02/03/2015

Au déjeuner, la nuit porte conseil.

rêves,séparation,défuntsAu déjeuner, mon épouse me raconta, comme de temps à l’autre, un de ses rêves.

Elle avait vu ses parents, des membres de sa famille, les défunts qui l’avaient touchée de près dans le passé familial, accueillir dans la joie, notre fille récemment décédée.

Ce rêve puissant, désarçonnant venait lui parler en toute intimité, dans son univers de nuit auquel elle avait régulièrement accès.

Alors qu’elle avait le plus grand mal, à envisager concrètement cette séparation douloureuse, cette séparation qui lui enlevait celle qui était comme elle, comme sa jeunesse, avec le même genre de tempérament, elle la voyait lui dire :

"Mais maman, je suis avec ceux qui t’ont quittée, je ne suis plus dans ton monde et regarde, écoute, je suis avec eux dans la joie."

Puis elle poursuivi avec l’image de deux barques, une pour chacune. Elle dit alors, mais je ne la laisse pas partir.

 Ce rêve m’avait coupé le souffle, quelque chose d’important venait de lui être suggéré.

Notre fille lui disait, consent, c’est la triste réalité, nous sommes séparées à tout jamais. Laisse aller, dit oui, à ce qui est arrivé.

 Entendant, qu’elle reprenait l’image des barques, celle qui invitait à laisser celles-ci se séparer, j’intervenais pour qu’elle passe au-delà du récit un peu distant qu’elle faisait pour lui dire. "Mais ces barques, sa barque, il faut la laisser aller, ce n’est pas possible de la retenir."

J’avais dit un mot de trop. C’était sa vérité, son autonomie, sa liberté, et là elle ne transigeait pas. Rien ne se passerait dans l’échange, dans le dialogue.

Reculer d’une position vers une autre était difficile pour elle.

Consentir ? Laisser couler l’inéluctable, laisser le destin faire son office.
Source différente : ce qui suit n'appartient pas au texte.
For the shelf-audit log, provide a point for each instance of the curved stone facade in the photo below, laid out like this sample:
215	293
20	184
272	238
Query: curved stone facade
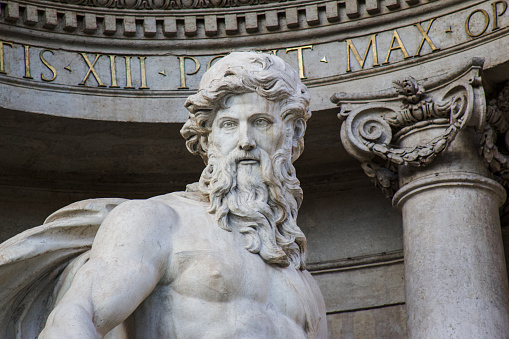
92	94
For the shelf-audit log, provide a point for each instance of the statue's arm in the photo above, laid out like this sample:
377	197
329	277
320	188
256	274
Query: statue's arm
127	260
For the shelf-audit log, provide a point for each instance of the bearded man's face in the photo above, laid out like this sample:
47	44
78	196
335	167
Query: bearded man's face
250	124
250	180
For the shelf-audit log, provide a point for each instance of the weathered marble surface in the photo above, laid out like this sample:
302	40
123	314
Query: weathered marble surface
223	259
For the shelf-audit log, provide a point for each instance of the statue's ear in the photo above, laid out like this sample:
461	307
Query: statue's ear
299	128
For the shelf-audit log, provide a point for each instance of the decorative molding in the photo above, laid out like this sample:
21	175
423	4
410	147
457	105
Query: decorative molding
373	123
167	4
162	19
379	259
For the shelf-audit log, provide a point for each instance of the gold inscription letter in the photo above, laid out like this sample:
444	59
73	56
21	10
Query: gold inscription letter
128	76
496	14
91	70
47	64
351	46
27	75
183	73
214	58
113	70
300	58
2	62
143	73
395	37
486	22
425	37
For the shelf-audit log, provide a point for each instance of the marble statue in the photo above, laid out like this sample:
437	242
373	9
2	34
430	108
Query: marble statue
225	259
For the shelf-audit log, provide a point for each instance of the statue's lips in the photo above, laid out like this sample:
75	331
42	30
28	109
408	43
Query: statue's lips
248	161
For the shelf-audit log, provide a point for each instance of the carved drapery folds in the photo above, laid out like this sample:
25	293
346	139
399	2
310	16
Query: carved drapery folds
374	123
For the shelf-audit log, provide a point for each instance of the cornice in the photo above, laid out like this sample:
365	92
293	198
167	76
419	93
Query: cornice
293	17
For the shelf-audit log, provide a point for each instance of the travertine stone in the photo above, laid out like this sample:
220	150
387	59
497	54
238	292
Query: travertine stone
230	23
456	279
90	23
12	13
251	22
352	9
50	18
71	22
455	274
372	6
292	17
170	27
31	16
129	26
312	15
110	24
210	25
392	4
190	27
332	11
271	20
149	26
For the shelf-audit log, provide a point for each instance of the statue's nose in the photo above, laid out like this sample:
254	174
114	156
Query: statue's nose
246	142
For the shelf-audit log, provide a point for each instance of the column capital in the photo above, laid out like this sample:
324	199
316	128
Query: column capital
374	124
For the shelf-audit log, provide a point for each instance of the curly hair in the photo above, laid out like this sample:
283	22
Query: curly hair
239	73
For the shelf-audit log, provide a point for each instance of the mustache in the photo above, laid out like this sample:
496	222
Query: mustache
239	155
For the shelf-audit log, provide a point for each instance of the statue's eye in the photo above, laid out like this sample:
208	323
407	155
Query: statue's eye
261	122
228	124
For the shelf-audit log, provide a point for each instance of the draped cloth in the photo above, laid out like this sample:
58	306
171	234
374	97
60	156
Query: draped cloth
37	266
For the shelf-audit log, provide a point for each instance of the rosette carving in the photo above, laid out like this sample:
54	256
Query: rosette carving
373	124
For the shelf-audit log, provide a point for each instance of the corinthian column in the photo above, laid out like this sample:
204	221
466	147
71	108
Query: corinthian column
420	143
Non, il fallait tenir la position, tenir la barque accrochée coute que coute, quitte a en être blessée encore plus.

Consentir, c’est être sauvé !

Le bout de phrase de l’article du journal  à propos du livre « Ce lien qui ne meurt jamais » de Litta Basset, que l’on retrouvait à divers endroits de la maison car elle l’ait photocopié pour le diffuser, ne lui parlait pas. Il fallait d’après l’auteure accepter les événements car ils s’étaient passés, il convenait pour survivre de faire le pas du "Oui."

Elle racontait volontiers ce rêve, à notre entourage, dans sa première partie mais s’en réservait la seconde partie, encore trop lourde à envisager. Vision tronquée de l’événement nocturne. Elle était soutenue par ces images, qui d'une manière certaine l'apaisaient mais elle n’était pas prête à accepter.
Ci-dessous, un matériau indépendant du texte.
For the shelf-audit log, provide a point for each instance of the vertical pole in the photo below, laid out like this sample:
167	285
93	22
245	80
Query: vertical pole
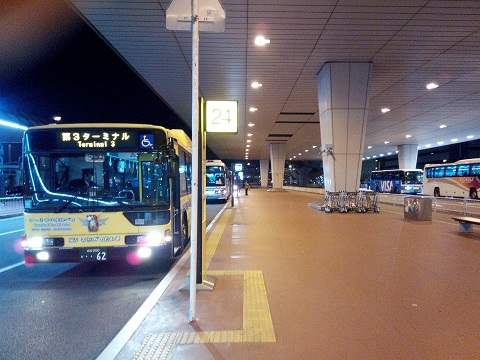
194	209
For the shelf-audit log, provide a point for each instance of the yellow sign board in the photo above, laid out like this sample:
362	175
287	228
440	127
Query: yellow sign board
222	116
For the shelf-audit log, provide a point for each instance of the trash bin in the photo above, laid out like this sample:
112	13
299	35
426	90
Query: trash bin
417	208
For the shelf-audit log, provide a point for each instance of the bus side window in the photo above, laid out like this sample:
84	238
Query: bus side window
475	170
463	170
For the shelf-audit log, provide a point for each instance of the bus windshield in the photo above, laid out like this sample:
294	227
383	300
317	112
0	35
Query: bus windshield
100	181
413	177
215	176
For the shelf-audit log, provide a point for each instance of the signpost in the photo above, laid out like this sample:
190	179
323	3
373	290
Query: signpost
189	15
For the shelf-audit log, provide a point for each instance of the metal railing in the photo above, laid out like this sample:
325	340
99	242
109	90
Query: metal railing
466	207
11	205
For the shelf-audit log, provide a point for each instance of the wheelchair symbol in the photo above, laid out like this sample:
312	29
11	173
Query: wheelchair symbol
146	142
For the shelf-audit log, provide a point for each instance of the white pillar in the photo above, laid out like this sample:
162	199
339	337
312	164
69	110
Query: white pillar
343	103
264	172
407	156
277	159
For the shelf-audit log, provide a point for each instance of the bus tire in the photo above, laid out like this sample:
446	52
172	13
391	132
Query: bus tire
473	193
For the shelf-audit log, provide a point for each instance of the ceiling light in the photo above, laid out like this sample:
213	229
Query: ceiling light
12	125
255	84
260	40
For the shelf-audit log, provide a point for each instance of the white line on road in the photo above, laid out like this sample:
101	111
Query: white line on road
124	335
10	267
10	232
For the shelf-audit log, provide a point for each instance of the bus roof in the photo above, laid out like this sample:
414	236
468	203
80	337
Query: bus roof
178	134
464	161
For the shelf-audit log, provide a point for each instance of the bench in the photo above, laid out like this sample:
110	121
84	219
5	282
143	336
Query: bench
466	223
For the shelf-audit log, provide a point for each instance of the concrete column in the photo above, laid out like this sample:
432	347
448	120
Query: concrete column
343	103
277	160
264	172
407	156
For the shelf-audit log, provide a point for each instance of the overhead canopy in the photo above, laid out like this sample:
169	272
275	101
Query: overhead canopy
410	42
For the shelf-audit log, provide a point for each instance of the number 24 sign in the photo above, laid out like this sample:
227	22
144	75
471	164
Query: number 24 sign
222	116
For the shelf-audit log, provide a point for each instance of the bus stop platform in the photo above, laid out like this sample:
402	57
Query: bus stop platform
295	283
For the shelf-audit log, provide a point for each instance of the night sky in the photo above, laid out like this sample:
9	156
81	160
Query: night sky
56	64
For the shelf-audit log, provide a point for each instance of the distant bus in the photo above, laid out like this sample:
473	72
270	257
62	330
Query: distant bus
400	181
459	179
98	192
217	180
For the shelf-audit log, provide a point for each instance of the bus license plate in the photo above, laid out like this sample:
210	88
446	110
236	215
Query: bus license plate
93	255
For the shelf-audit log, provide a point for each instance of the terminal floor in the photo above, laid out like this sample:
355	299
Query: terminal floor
294	283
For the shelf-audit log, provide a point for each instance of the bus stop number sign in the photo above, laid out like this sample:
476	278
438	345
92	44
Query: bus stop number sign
222	117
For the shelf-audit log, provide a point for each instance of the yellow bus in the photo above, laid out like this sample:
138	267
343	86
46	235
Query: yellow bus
99	192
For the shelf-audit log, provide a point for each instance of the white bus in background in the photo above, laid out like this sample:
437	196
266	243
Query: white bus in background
458	179
217	180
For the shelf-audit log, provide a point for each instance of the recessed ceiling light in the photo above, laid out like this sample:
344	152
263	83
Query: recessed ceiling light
255	84
260	40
Une semaine plus tard, au déjeuner de nouveau, une autre vision nocturne l’avait interpellée. Elle semblait plus sonore, plus auditive.

Enfin c’est ce que j’en avais perçu car sous l’émotion, elle n’en racontait que des bribes et s'énervait de mes tentatives de compréhension, de réflexions sur le sens possible des images.

Notre fille, prenait un escalier vers l’étage et elle lui disait, "Je reste ici avec les enfants."

De nouveau la séparation se remettait en scène sous un autre éclairage pour mettre à nouveau le thème du premier rêve en évidence, lui redire, l’inéluctable, son départ.

Ses yeux se remplirent de larmes, et elle pleura à nouveau son départ.

Impossible d’aller au delà de son récit, d’entrer dans un échange sur le sens des images, sur le message que la nuit lui apportait.

Elle glissa sur d’autres images anodines au sens plus mystérieux et se perdit en conjoncture sur ce sujet facile à aborder car rempli de non sens momentané.

Que faire sinon entendre, écouter et ne rien dire.

Sans doute plus tard, le pas serait possible.